Robert Reich: According to Treasury Secretary Hank Paulson, the biggest Wall Street banks now getting money from the government are just “too big to fail.”
Fed Chairman Ben Bernanke uses a different euphemism — he calls them “systemically critical.” The point is that if any one of them goes down, it could take the whole financial system with it. So we taxpayers have to keep them up.
We’re hearing the same argument elsewhere in Washington for saving General Motors. It’s just “too big to fail.” So Congress is considering a bailout that would keep GM afloat and sweeten a merger between GM and Chrysler.
Pardon me for asking, but if a company is too big to fail, maybe — just maybe — it’s too big, period.
We used to have public policies to prevent companies from getting too big. Does anyone remember antitrust laws? Somewhere along the line policymakers decided that antitrust would only be used where there was evidence a company had so much market power it could keep prices higher than otherwise.
We seem to have forgotten that the original purpose of antitrust law was also to prevent companies from becoming too powerful. Too powerful in that so many other companies depended on them, so many jobs turned on them and so many consumers or investors or depositors needed them, that the economy as a whole would be endangered if they failed. Too powerful in that they could wield inordinate political influence of a sort that might gain them extra favors from Washington.
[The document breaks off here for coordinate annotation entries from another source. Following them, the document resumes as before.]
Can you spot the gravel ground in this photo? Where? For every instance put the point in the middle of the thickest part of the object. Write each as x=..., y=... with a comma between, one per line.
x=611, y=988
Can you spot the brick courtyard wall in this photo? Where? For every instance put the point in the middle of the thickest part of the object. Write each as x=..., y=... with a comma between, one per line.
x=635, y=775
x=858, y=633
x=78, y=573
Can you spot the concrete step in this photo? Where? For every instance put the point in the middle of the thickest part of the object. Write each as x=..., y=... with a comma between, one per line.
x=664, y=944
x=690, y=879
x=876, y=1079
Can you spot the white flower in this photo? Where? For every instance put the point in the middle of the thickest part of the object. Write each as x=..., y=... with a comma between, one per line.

Maybe the biggest irony today is that Washington policymakers who are funneling taxpayer dollars to these too-big-to-fail companies are simultaneously pushing them to consolidate into even bigger companies. They’ve prodded Bank of America to take over Merrill Lynch and Countrywide. JPMorgan to acquire Washington Mutual and Bear Stearns. And now they’re urging General Motors to absorb Chrysler.
So we’re ending up with even bigger giants, with even more power over the economy and politics, subsidized by taxpayers and guaranteed never to fail because they’re just — too big!